SRF: Sie haben für Ihre Studie über das literarische Arbeiten mit rund 20 Autorinnen und Autoren Interviews über deren Lebensrealität geführt. Welche Antworten waren am überraschendsten für Sie?

Carolin Amlinger: Zum Beispiel, dass viele Schriftstellerinnen und Schriftsteller nach wie vor stark an der Vorstellung festhalten, dass sie «gar nicht anders können» als zu schreiben. Ich glaube, dass das eine sehr wirkmächtige Illusion ist – nicht im Sinne einer Lebenslüge, sondern im Sinne einer Wirklichkeitskonstruktion.

Ich hatte mit viel pragmatischeren Personen gerechnet.

Dass ihre eigene Identität so stark über das Schreiben definiert ist, hat mich erstaunt. Ich hatte mit viel abgeklärteren, pragmatischeren Personen gerechnet.

Warum?

Man kann sich heute Autorinnen und Autoren längst nicht mehr so vorstellen wie den berühmten «armen Poeten», diese Figur auf dem Gemälde von Carl Spitzweg, die unter kümmerlichsten Verhältnissen in einer Dachkammer lebt.

Der Literaturbetrieb ist ein Spannungsfeld zwischen freier, künstlerischer Betätigung auf der einen Seite und marktorientiertem Kalkül auf der anderen Seite.

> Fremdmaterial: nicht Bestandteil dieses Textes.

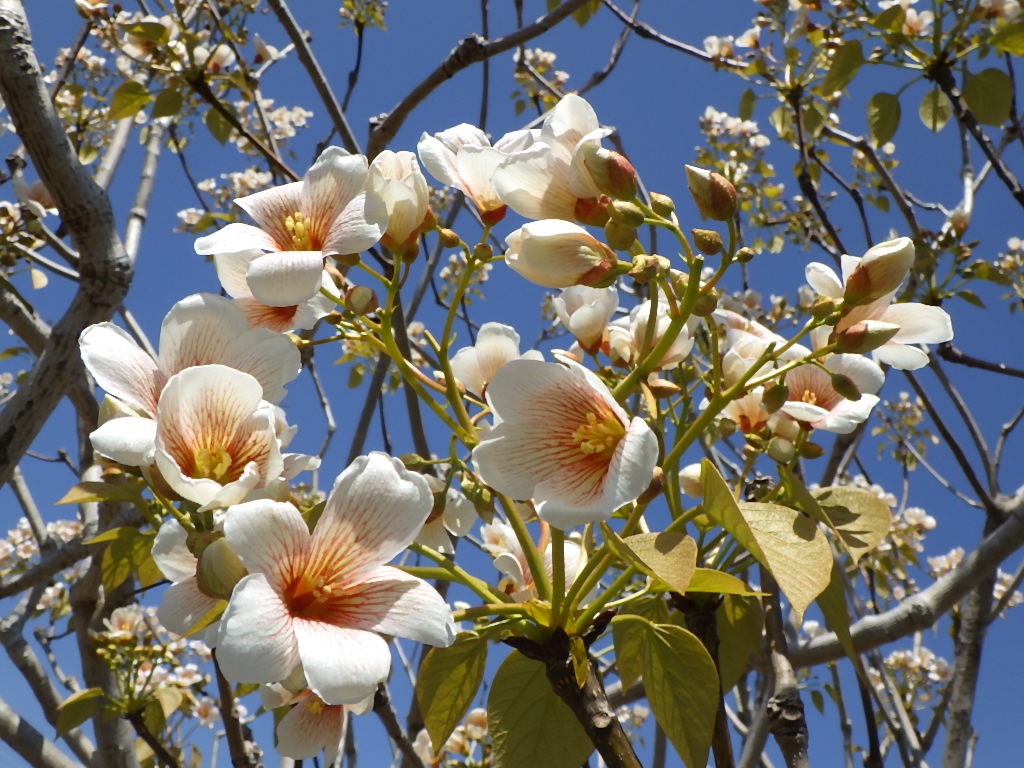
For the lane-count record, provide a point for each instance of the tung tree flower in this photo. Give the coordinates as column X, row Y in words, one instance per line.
column 867, row 289
column 199, row 330
column 558, row 254
column 561, row 439
column 321, row 599
column 328, row 213
column 462, row 157
column 496, row 345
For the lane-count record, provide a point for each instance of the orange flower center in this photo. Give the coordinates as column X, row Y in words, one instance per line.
column 600, row 434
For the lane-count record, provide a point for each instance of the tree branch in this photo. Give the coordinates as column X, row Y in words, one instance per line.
column 85, row 209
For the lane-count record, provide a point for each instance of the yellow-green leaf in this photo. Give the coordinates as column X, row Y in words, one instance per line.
column 709, row 580
column 861, row 519
column 629, row 637
column 935, row 110
column 989, row 95
column 883, row 117
column 78, row 708
column 446, row 684
column 128, row 99
column 1010, row 39
column 529, row 725
column 168, row 103
column 682, row 687
column 844, row 66
column 670, row 556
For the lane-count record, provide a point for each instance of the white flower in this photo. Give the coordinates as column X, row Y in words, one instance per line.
column 328, row 213
column 321, row 599
column 561, row 438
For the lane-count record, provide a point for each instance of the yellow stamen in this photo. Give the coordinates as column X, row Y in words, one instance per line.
column 213, row 463
column 600, row 434
column 298, row 228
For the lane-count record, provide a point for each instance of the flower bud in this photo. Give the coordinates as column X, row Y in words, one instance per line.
column 845, row 386
column 449, row 238
column 774, row 397
column 219, row 569
column 612, row 174
column 689, row 480
column 620, row 237
column 663, row 205
column 880, row 271
column 592, row 211
column 360, row 300
column 714, row 195
column 781, row 450
column 708, row 242
column 558, row 254
column 864, row 336
column 626, row 213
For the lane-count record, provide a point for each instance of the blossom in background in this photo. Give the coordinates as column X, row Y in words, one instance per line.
column 867, row 289
column 328, row 213
column 500, row 542
column 562, row 440
column 586, row 311
column 462, row 157
column 558, row 254
column 548, row 179
column 496, row 345
column 321, row 599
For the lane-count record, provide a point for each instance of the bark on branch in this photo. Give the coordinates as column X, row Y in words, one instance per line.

Gemälde: Ein Mann liegt in einer kleinen Kammer vor dem Ofen im Bett
Legende: Carl Spitzwegs «Armer Poet» von 1839 zeigt das Klischeebild des brotlosen Dichters. Wikimedia Commons / Yelkrokoyade

Wie sieht denn eine typische Lebensrealität für Literaturschaffende in diesem Betrieb aus?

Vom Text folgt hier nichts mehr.